Thomas Behrentz aus Buxtehude ist ebenfalls ans Stehen gewöhnt. Der 25 Jahre alte Student der Wirtschaftswissenschaften pendelt zwischen Buxtehude und Lüneburg. "Für ältere Menschen sollte es mehr Sitzplätze geben", sagt er, "andererseits erwarte ich mehr Rücksicht der jüngeren Generationen."

Schlechte Noten fürs Krisenmanagement verteilt auch Isabella Proena, 31, die früher mit der S 3 fuhr und nach ihrem Umzug vor einem Jahr mit der S 21, Richtung Aumühle. "Die S 3 ist durchschnittlich voller.

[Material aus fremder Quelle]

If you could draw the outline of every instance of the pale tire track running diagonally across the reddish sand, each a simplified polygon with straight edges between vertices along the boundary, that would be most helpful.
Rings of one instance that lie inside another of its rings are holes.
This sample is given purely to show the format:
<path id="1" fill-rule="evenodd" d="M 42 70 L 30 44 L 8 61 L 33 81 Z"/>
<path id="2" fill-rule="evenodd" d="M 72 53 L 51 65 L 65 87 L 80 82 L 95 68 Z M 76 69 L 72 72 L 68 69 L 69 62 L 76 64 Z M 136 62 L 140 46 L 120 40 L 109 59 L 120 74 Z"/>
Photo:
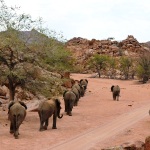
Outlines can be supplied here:
<path id="1" fill-rule="evenodd" d="M 49 150 L 89 150 L 95 144 L 108 140 L 126 128 L 148 116 L 149 106 L 134 109 L 132 112 L 120 115 L 116 119 L 96 127 L 93 130 L 79 134 L 70 140 L 59 143 Z"/>

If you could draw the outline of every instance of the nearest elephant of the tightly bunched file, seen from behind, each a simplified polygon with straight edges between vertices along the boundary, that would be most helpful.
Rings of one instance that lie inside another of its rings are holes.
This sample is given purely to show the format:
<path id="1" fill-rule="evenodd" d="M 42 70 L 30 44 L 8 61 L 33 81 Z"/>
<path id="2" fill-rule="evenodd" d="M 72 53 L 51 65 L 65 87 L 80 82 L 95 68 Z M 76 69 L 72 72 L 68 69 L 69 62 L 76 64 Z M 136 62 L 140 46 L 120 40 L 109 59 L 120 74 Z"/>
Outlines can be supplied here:
<path id="1" fill-rule="evenodd" d="M 72 90 L 65 91 L 63 93 L 65 112 L 67 115 L 72 116 L 72 109 L 76 101 L 76 94 Z"/>

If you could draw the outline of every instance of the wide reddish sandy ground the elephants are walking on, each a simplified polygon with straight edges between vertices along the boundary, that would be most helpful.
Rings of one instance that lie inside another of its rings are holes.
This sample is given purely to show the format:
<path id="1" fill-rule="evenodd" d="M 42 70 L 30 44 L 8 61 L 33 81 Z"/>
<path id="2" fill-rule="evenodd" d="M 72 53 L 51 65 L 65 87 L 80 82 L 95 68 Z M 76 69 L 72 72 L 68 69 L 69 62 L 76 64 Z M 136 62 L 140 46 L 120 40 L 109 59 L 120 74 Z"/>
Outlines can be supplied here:
<path id="1" fill-rule="evenodd" d="M 150 84 L 137 81 L 89 78 L 73 74 L 74 79 L 87 78 L 88 89 L 73 108 L 73 116 L 62 113 L 57 130 L 52 130 L 52 118 L 47 131 L 39 132 L 37 112 L 28 112 L 21 125 L 19 139 L 9 134 L 6 112 L 0 112 L 0 149 L 2 150 L 100 150 L 127 141 L 143 140 L 150 134 Z M 110 87 L 121 87 L 119 101 L 112 100 Z M 144 129 L 144 130 L 143 130 Z"/>

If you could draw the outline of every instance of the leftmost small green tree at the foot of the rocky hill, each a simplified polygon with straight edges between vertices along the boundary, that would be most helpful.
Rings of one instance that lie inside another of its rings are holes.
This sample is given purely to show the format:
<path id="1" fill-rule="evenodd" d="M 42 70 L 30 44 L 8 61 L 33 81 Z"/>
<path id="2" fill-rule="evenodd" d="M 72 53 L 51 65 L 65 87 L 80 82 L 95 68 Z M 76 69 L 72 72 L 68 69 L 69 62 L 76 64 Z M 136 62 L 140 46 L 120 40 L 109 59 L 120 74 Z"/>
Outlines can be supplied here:
<path id="1" fill-rule="evenodd" d="M 105 70 L 107 67 L 108 56 L 95 54 L 89 60 L 90 67 L 94 67 L 97 70 L 99 78 L 101 77 L 101 70 Z"/>

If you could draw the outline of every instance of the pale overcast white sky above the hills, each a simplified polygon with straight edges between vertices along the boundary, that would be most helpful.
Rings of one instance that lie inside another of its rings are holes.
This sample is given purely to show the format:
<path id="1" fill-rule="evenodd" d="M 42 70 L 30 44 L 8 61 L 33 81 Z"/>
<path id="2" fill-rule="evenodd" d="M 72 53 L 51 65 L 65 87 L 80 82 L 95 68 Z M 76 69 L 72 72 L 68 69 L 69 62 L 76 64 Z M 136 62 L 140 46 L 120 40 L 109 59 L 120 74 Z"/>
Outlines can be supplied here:
<path id="1" fill-rule="evenodd" d="M 74 37 L 117 41 L 133 35 L 139 42 L 150 41 L 150 0 L 4 0 L 7 6 L 20 6 L 20 12 L 66 40 Z"/>

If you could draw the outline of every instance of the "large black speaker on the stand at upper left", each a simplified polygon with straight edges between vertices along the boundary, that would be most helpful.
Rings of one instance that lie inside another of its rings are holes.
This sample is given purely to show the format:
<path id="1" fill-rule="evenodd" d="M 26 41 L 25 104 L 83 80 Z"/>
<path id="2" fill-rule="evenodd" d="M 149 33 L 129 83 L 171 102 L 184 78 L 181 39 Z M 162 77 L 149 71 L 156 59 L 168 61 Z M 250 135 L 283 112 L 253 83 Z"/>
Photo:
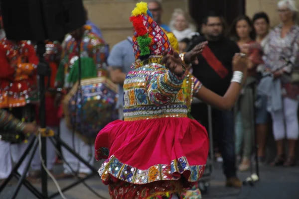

Aber generell gesehen geht bei der S-Bahn ja öfter mal was kaputt oder da ist ein Personenschaden. Dann ist der Ersatzverkehr absolut mangelhaft." Corinna Rossmann, 52, die als Verlagskauffrau zwischen Stelle und Hauptbahnhof pendelt, spricht in solch einem Fall gar von "totalem Chaos". Trotzdem würde sie sich niemals ein Auto zulegen. Auch der sportlichen Frau machen die paar Minuten stehen nichts aus - und in ihrem Waggon sind um diese Zeit, um 17.50 Uhr, sogar noch einige Plätze frei.